Trigger-free Event Detection via Derangement Reading Comprehension
- URL: http://arxiv.org/abs/2208.09659v1
- Date: Sat, 20 Aug 2022 11:01:39 GMT
- Title: Trigger-free Event Detection via Derangement Reading Comprehension
- Authors: Jiachen Zhao, Haiqin Yang
- Abstract summary: Event detection aims to detect events from texts and categorize them.
We propose a novel trigger-free ED method via Derangement mechanism on a machine Reading (DRC) framework.
We show that our proposed trigger-free ED model is remarkably competitive to mainstream trigger-based models.

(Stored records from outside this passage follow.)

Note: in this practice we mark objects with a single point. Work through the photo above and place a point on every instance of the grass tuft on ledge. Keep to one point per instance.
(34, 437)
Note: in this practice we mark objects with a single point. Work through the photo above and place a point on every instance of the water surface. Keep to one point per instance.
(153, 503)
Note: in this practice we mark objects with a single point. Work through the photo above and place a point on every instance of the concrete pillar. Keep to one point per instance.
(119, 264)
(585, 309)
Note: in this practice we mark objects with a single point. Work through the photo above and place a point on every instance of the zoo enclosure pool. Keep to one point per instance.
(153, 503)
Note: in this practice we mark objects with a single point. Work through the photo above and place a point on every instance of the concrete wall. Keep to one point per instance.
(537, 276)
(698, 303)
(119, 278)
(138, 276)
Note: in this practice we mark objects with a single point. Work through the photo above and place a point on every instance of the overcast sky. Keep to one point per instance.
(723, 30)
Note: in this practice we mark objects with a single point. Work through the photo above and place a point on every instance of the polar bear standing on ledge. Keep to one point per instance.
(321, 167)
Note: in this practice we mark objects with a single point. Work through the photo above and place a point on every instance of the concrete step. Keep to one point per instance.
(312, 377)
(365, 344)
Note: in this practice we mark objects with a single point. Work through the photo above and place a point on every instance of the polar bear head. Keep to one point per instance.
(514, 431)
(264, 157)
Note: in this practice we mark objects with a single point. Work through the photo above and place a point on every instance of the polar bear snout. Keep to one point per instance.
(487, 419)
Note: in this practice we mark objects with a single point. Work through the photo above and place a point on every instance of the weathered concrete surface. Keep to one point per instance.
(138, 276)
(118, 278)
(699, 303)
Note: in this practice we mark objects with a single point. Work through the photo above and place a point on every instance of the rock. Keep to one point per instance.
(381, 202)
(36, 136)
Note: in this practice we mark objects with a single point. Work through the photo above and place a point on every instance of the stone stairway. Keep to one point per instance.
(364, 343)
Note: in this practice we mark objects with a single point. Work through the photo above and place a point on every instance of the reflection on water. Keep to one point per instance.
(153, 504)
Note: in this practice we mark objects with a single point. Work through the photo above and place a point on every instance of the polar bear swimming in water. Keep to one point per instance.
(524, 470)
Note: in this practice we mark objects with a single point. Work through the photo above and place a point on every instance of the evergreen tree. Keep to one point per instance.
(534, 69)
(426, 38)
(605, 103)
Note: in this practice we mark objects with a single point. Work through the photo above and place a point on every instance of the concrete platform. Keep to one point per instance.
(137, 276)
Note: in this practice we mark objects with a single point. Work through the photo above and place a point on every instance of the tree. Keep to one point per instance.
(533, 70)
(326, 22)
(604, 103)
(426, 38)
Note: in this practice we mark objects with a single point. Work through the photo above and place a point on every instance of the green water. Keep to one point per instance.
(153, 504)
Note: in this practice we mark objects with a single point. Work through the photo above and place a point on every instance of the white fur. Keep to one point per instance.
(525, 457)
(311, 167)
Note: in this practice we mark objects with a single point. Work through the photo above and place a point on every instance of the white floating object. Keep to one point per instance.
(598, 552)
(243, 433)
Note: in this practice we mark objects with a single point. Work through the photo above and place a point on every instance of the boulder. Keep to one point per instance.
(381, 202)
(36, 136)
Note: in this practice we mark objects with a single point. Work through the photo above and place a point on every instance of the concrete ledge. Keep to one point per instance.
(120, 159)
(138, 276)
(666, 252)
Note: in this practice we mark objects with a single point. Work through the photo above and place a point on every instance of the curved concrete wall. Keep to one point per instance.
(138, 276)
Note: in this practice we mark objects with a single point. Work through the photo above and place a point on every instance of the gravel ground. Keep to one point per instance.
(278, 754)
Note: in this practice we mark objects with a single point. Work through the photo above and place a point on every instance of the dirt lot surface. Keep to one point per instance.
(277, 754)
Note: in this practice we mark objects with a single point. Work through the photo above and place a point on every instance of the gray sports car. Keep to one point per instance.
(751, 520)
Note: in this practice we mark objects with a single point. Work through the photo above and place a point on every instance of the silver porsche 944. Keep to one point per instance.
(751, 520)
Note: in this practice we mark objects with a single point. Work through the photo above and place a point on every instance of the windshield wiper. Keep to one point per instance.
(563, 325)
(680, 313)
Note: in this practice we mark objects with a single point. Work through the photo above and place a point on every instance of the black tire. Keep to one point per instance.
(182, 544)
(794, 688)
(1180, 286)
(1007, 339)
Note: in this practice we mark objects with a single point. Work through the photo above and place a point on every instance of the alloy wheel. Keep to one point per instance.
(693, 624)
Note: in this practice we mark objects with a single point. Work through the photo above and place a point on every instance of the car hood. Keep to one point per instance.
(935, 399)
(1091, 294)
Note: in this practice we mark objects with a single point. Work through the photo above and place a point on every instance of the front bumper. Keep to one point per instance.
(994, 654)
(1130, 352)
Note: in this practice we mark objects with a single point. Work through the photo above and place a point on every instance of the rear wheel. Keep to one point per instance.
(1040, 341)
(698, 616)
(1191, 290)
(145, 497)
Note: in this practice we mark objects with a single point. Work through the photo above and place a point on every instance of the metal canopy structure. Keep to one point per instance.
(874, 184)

- Score: 4.728684358207039
- License: http://arxiv.org/licenses/nonexclusive-distrib/1.0/
- Abstract: Event detection (ED), aiming to detect events from texts and categorize them,
is vital to understanding actual happenings in real life. However, mainstream
event detection models require high-quality expert human annotations of
triggers, which are often costly and thus deter the application of ED to new
domains. Therefore, in this paper, we focus on low-resource ED without triggers
and aim to tackle the following formidable challenges: multi-label
classification, insufficient clues, and imbalanced events distribution. We
propose a novel trigger-free ED method via Derangement mechanism on a machine
Reading Comprehension (DRC) framework. More specifically, we treat the input
text as Context and concatenate it with all event type tokens that are deemed
as Answers with an omitted default question. So we can leverage the
self-attention in pre-trained language models to absorb semantic relations
between input text and the event types. Moreover, we design a simple yet
effective event derangement module (EDM) to prevent major events from being
excessively learned so as to yield a more balanced training process. The
experiment results show that our proposed trigger-free ED model is remarkably
competitive to mainstream trigger-based models, showing its strong performance
on low-source event detection.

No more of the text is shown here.